Question

Can someone help explain the following result:

If the dimension is at least five, there are at most finitely many different smooth manifolds with given homotopy type and Pontryagin classes.

Thank you so much!

Answer 1

In the $1$-connected case, one may argue as follows:

Let $X$ be a closed $1$-connected smooth $n$-manifold, $n \ge 5$. The theory of the Spivak fibration shows that any homotopy equivalence $f: M^n \to X$ with $M$ smooth is covered by a stable fiber homotopy equivalence of underlying stable tangent spherical fibrations of $M$ and $X$. Call $f$ stably tangential if this equivalence of stable spherical fibrations lifts to an isomorphism of stable tangent vector bundles.

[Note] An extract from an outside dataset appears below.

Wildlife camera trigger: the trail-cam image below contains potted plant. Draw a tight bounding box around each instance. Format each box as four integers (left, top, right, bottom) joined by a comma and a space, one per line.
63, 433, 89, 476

Then the surgery exact sequence shows that any stable tangential homotopy equivalence $f: M \to X$ is homotopic to a diffeomorphism $f': M \sharp \Sigma \to X$, where $\Sigma$ is a homotopy sphere, and $\sharp$ means connected sum.

(You can either quote here Corollary II.3.8 of Browder's book, or you can deduce it directly from the surgery exact sequence. The point is that connected sum gives an action of the homotopy $n$-spheres on the the structure set of $X$, and one can compare the surgery exact sequence for $M$ and the sphere to deduce the above statement.)

To finish the proof of what you want, notice:

1. Kervaire and Milnor showed that there are only finitely many homotopy spheres in each dimension $\ge 5$.

2. The obstruction to the homotopy equivalence being stably tangential is given by its normal invariant, which is an element of $[X,\text{G/O}]$ (it's given by the "difference" between the stable tangent bundles of $M$ and $X$, i.e., $(f^{-1})^*\tau_M - \tau_X$, appropriately interpreted).

3. The map $\text{G/O} \to B\text{O}$ is a rational homotopy equivalence (by Serre). The image of the normal invariant in $[X,B\text{O}]$ is rationally detected by the difference of the Pontryagin classes of $M$ and $X$ using the fact that $H^*(B\text{O}; \Bbb Q)$ is a polynomial algebra on the $p_i$.